Exploring the biotic and abiotic drivers of ecological stability 

To achieve global sustainability, we need a deep and mechanistic understanding of how ecosystems persist in the face of environmental change. My main research interest is in understanding the effects of global change (e.g., species extinctions, habitat degradation, climate change) on ecological stability (e.g., Ross, Arnoldi et al. 2021, Nat. Comm.) and its biological drivers such as asynchrony, and particularly response diversity

Response diversity measures the variation among species responses (e.g., population growth rates)—in direction and magnitude—to the environment. Communities with higher response diversity should, due to compensatory dynamics among species, maintain stable ecosystem functioning (Ross & Sasaki 2023, Ecol. Res.). By developing methods to empirically quantify response diversity (Ross et al. 2023, Methods Ecol. Evol.) and applying these methods to a range of study systems, I am exploring the mechanisms driving ecological stability, and how general these might be. 

We recently founded the Response Diversity Network: an international consortium of scientists interested in response diversity. The network aims to coordinate research on response diversity and provide a forum for discussion and collaborative exchange. To be added to the mailing list, please get in touch.

Recently funded by:
BES Large Grant #LRB22/1007 Applying a new framework for understanding the drivers of ecological resilience in floating aquatic plants.
JSPS Kakenhi grant-in-aid for Research Start-up #22K21332 Response diversity: elucidating the long sought-after mechanisms underpinning ecosystem stability.

Understanding disturbance and recovery with ecoacoustics

Passive acoustic monitoring has become a useful method for monitoring species and soundscapes using audio recordings, providing valuable data for conservation management. However, acoustic monitoring is no longer only an applied tool; the huge volumes of high-resolution biodiversity data afforded by ecoacoustics approaches also allows us to address fundamental questions in ecology (Ross et al. 2023, Funct. Ecol.). Another aspect of my work focuses on understanding disturbance, recovery, and stability in real-world ecosystems using passive acoustic monitoring.

Most of my ecoacoustics work is in collaboration with colleagues at OIST, through the OKEON 美ら森プロジェクト Ryukyu soundscapes project, which uses a landscape-scale sensor network to monitor biodiversity across the island of Okinawa, Japan. We demonstrated the utility of multi-site sensor arrays for understanding species and soundscape dynamics (Ross, Friedman et al. 2018, Ecol. Res.) and the challenges of using acoustic indices as proxies for biodiversity (Ross et al. 2021, Ecol. Indicat.). More recently, my focus is the impact of infrequent large typhoons on species and soundscapes across Okinawa’s terrestrial habitats (Ross et al. 2024, Glob. Chang. Biol.).

Recently funded by:
OIST COI-NEXT Early Career Grant Evaluating terrestrial ecosystem health via real-time monitoring of remediation efforts in the Fukushima Daiichi nuclear exclusion zone.
Canon Foundation in Europe 2021 Research Fellowship Identifying winners and losers in the Anthropocene using an acoustic monitoring network.

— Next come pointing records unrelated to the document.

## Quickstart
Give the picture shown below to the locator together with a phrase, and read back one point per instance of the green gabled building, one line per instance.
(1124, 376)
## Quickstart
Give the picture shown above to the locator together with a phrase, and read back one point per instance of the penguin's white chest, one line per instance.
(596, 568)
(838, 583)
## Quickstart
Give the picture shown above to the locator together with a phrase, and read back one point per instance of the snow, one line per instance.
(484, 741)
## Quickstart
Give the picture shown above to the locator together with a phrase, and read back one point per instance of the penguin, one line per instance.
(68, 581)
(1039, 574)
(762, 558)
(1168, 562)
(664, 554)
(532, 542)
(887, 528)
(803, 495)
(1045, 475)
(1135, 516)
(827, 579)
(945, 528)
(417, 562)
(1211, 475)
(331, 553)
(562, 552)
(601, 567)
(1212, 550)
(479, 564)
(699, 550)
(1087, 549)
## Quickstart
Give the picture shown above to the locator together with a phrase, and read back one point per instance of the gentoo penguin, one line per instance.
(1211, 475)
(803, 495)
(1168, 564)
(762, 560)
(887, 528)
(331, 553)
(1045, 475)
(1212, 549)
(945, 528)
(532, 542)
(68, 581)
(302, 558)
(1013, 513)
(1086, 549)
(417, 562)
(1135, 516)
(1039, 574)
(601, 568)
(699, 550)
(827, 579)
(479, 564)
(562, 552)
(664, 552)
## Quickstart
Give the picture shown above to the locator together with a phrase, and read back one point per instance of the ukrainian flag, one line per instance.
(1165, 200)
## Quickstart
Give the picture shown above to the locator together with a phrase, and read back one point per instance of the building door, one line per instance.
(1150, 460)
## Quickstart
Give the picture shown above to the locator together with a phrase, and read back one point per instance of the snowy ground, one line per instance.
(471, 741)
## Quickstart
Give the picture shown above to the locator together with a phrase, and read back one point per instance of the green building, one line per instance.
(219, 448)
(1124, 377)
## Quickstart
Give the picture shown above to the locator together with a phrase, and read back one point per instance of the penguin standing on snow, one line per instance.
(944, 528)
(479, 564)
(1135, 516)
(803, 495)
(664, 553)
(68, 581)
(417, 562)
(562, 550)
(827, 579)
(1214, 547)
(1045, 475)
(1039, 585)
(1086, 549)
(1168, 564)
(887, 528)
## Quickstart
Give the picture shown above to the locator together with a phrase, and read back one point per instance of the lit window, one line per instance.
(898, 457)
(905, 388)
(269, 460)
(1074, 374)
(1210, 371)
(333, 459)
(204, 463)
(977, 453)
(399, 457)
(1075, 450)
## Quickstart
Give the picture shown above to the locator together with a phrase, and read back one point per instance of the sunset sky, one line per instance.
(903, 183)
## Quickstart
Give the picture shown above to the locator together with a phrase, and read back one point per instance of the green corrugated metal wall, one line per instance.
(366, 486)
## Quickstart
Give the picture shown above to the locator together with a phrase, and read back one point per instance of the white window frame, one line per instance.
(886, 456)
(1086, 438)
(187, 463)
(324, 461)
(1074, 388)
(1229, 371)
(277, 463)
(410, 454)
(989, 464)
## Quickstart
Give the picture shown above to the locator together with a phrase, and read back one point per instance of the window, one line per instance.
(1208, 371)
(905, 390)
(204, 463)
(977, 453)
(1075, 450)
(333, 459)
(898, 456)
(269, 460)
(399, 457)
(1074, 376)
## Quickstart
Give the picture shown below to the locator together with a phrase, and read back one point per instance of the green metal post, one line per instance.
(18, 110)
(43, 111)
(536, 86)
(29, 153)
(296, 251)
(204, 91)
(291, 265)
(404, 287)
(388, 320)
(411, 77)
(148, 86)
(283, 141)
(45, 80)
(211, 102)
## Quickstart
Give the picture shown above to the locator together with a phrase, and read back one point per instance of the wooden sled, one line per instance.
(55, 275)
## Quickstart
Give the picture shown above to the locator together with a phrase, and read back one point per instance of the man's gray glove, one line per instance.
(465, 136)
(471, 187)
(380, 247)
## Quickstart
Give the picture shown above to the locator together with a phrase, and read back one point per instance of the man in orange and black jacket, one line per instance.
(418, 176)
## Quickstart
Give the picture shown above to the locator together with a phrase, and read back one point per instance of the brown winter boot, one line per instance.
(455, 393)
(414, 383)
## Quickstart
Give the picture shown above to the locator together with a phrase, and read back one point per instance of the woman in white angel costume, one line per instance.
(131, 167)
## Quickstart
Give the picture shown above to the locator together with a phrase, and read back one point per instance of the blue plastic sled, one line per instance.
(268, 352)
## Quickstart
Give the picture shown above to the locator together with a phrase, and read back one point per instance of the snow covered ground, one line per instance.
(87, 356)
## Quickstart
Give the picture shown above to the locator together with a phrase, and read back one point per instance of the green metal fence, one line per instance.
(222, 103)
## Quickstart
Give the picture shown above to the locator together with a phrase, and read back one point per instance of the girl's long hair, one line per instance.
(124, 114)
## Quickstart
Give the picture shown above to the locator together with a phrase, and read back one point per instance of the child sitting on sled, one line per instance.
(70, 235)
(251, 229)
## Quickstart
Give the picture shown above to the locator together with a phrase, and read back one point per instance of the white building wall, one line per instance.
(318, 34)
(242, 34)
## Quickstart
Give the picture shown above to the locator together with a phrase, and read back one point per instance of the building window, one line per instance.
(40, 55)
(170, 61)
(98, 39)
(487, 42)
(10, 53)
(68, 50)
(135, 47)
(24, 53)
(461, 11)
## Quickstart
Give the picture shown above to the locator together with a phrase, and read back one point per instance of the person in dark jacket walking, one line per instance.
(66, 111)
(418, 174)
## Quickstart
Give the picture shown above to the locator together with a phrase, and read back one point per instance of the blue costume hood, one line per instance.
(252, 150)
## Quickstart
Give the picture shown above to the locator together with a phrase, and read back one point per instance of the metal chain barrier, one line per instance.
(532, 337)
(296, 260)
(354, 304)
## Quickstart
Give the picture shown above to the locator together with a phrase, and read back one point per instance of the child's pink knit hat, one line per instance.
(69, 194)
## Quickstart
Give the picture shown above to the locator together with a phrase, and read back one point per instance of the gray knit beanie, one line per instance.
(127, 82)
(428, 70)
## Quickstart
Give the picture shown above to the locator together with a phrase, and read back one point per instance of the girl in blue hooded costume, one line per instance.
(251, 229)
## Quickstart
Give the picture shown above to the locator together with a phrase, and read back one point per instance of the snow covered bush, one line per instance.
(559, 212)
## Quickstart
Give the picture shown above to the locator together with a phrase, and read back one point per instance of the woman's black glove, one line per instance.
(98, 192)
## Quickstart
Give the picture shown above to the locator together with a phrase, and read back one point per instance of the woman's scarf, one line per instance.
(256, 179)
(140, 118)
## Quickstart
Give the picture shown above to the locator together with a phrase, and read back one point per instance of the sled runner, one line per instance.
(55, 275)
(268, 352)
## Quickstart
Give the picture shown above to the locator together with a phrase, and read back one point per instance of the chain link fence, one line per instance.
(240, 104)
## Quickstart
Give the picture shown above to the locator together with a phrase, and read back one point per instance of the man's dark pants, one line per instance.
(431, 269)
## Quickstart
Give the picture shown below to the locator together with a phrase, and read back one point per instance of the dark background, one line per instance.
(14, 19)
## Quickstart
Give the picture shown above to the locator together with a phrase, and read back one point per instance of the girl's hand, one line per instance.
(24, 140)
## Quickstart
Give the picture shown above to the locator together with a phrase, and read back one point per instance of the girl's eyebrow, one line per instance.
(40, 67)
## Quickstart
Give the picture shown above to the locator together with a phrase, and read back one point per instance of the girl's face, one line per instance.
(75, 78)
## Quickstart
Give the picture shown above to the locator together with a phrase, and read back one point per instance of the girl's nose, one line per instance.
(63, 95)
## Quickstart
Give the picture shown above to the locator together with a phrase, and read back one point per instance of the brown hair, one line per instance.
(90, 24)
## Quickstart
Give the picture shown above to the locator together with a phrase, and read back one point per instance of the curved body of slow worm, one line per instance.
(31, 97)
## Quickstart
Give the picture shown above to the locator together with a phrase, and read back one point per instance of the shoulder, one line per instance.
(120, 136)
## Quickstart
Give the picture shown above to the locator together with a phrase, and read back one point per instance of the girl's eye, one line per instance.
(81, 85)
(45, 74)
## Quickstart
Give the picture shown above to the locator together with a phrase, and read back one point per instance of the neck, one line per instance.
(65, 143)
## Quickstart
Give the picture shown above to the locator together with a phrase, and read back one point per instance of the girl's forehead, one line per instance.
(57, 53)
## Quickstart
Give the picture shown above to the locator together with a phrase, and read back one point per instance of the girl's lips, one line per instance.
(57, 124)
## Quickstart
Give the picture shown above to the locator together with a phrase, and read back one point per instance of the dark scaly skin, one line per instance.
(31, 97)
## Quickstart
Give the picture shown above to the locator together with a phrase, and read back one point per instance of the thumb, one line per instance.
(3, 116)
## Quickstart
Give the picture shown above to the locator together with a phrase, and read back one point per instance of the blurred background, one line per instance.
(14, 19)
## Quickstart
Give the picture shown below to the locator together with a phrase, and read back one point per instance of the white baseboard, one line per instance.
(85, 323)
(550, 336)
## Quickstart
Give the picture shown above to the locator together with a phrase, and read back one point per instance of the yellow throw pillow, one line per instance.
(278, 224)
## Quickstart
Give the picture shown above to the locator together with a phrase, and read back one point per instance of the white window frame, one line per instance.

Global change impacts on freshwater community dynamics

Ecological communities in freshwater environments (e.g., streams, lakes, ponds) are often simultaneously exposed to multiple environmental stressors. Quantifying the stability of freshwater communities exposed to multiple stressors is therefore not trivial. To address this challenge, I use outdoor freshwater mesocosmsrepresenting a middle ground between fully controlled lab studies and natural field observations—to measure community dynamics and stability under various global change drivers.

We used small stream mesocosms to reveal that predatory fish provided stability against aquatic heatwaves, likely through their top-down control of community dynamics (Ross et al. 2022, Glob. Chang. Biol.).

We are now exploring response diversity and stability in floating aquatic plants exposed to nutrient stress, asking whether and how response diversity stabilises floating plant communities in 100L pond mesocosms. 

Recently funded by:
OIST SHINKA grant Monitoring and predicting ecosystem resilience of human-impacted lakes in Japan.
BES Large Grant #LRB22/1007 Applying a new framework for understanding the drivers of ecological resilience in floating aquatic plants.